После первого человеческого жертвоприношения жажда крови, которую начали проявлять люди, стала неутолимой. Теперь они требовали смерти жреца, убившего девушку, ибо еще не освоились с правом, которое только что присвоили себе инкали, — правом на человеческое жертвоприношение. Они кричали, что тот, кто, бросив камень, убил девушку, — а они якобы совсем не хотели, чтобы дело зашло так далеко, — сам должен умереть.
Ярость толпы все нарастала, бунт казался уже неминуемым, когда жалкого жреца вдруг вытолкнули вперед, отдав в руки остальных инкали, как и девушку. И тут наступила развязка. Первосвященник повернулся, чтобы бросить сердце последней жертвы в Максин, но внезапно пошатнулся, как от удара, рука его упала, сердце выпало на пол, и, пораженный, жрец рухнул без сознания. Высокий конус Света Неутолимого исчез! Исчезла и книга Максина! А на камне возникла человеческая форма — образ Сына Одиночества. В своей левой руке он держал меч, а в правой перо. И все услышали голос: «Вот, близок день гибели, предсказанный много веков назад! Вскоре солнце на пути своем уже не увидит Атлана, ибо море поглотит всех вас! Внемлите же!»
Затем грозное видение исчезло. Но Свет Неутолимый больше не появился. Люди побежали, пронзительно крича, бросив лежавшего без сознания первосвященника. Когда, много дней спустя, несколько любопытных все же вошли в Инкалифлон, он так и лежал там, ибо был мертв. Этот, хотя и грешный, но обладавший большими знаниями человек, конечно же, был выше многих сограждан; он — колдун — ведал, что имеет силу и может сдержать разложение Посейдонии, выкорчевать уродливое издевательство греха, порабощающее нацию, но… И зная все это, душа его, гонимая страхом и отчаянием, вышла из тела, чтобы никогда больше не вернуться.
Одержимые же чувственностью люди, увидев, что в течение следующих нескольких лет ничего страшного не произошло, постепенно опускались все ниже и ниже; человеческие жертвоприношения превратились теперь в обычное дело, а похоть, обжорство, пьянство стали еще разнузданней. И глубокая ночь безнравственности черным пологом укрыла Посейдонию.

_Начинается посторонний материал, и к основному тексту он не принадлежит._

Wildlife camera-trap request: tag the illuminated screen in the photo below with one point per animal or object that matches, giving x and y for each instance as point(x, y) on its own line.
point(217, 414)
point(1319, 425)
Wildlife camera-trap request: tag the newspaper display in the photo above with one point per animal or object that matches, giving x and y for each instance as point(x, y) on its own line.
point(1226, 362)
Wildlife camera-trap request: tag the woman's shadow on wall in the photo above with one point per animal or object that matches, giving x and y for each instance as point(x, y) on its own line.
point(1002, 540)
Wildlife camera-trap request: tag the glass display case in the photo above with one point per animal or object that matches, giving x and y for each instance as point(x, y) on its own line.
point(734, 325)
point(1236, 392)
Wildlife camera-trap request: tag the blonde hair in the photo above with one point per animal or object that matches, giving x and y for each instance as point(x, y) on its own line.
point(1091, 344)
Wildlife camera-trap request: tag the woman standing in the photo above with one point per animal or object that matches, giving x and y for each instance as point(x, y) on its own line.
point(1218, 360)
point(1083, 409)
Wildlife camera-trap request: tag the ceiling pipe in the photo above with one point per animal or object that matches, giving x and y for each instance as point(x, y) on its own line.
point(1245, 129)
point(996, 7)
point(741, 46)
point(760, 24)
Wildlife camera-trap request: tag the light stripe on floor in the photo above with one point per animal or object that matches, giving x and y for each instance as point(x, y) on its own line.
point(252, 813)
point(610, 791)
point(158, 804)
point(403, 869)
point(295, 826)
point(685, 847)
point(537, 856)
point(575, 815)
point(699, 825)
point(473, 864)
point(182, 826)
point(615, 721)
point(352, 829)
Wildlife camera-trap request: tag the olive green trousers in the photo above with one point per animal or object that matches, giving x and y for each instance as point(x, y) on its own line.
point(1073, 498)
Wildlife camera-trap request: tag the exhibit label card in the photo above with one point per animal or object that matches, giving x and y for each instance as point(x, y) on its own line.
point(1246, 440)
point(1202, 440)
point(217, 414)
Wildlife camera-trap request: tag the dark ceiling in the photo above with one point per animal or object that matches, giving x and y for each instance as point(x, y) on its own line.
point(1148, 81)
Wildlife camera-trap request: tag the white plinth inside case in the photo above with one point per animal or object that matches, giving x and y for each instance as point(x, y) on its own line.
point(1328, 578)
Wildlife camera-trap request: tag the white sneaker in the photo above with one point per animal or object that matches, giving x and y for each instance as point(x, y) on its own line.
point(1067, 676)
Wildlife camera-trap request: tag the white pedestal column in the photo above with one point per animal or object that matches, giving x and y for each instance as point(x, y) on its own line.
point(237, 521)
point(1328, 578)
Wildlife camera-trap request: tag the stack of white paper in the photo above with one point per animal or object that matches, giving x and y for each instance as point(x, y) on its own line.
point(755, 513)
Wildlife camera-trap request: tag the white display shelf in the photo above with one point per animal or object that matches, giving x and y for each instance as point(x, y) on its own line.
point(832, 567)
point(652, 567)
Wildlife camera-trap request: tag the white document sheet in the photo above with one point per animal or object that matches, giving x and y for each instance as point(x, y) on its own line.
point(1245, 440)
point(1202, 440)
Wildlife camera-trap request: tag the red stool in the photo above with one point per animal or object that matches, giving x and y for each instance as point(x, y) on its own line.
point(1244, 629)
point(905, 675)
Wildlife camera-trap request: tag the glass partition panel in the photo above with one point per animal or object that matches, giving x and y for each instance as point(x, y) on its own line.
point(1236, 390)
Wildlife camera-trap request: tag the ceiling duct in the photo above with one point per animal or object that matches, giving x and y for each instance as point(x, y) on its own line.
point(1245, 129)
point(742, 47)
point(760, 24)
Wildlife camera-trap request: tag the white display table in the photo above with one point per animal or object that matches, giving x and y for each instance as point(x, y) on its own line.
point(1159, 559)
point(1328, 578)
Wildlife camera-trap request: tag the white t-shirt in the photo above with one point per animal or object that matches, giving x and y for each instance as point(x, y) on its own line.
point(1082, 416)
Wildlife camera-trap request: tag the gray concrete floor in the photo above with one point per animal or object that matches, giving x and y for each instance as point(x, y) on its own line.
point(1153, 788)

Один человек, живший с семьей в уединенном месте, не принимал участия во всеобщем злодеянии. Он и его жена, как и все простые люди, тоже не вступили в освященный брак, а сожительствовали по принципу моногамии высших животных. Так же поступили его сыновья и их жены. Но ни он, ни его близкие не совершали кровавых жертвоприношений. А когда монарх провозгласил, что отныне службы в храмах будут совершаться по новому порядку — с жертвоприношением детей и женщин, эти люди (они были гигантского роста, каждый по силе стоил десятка развратных рабов Рея) отказались повиноваться такому указу. Они приносили в жертву лишь плоды и сокровища, но не кровь.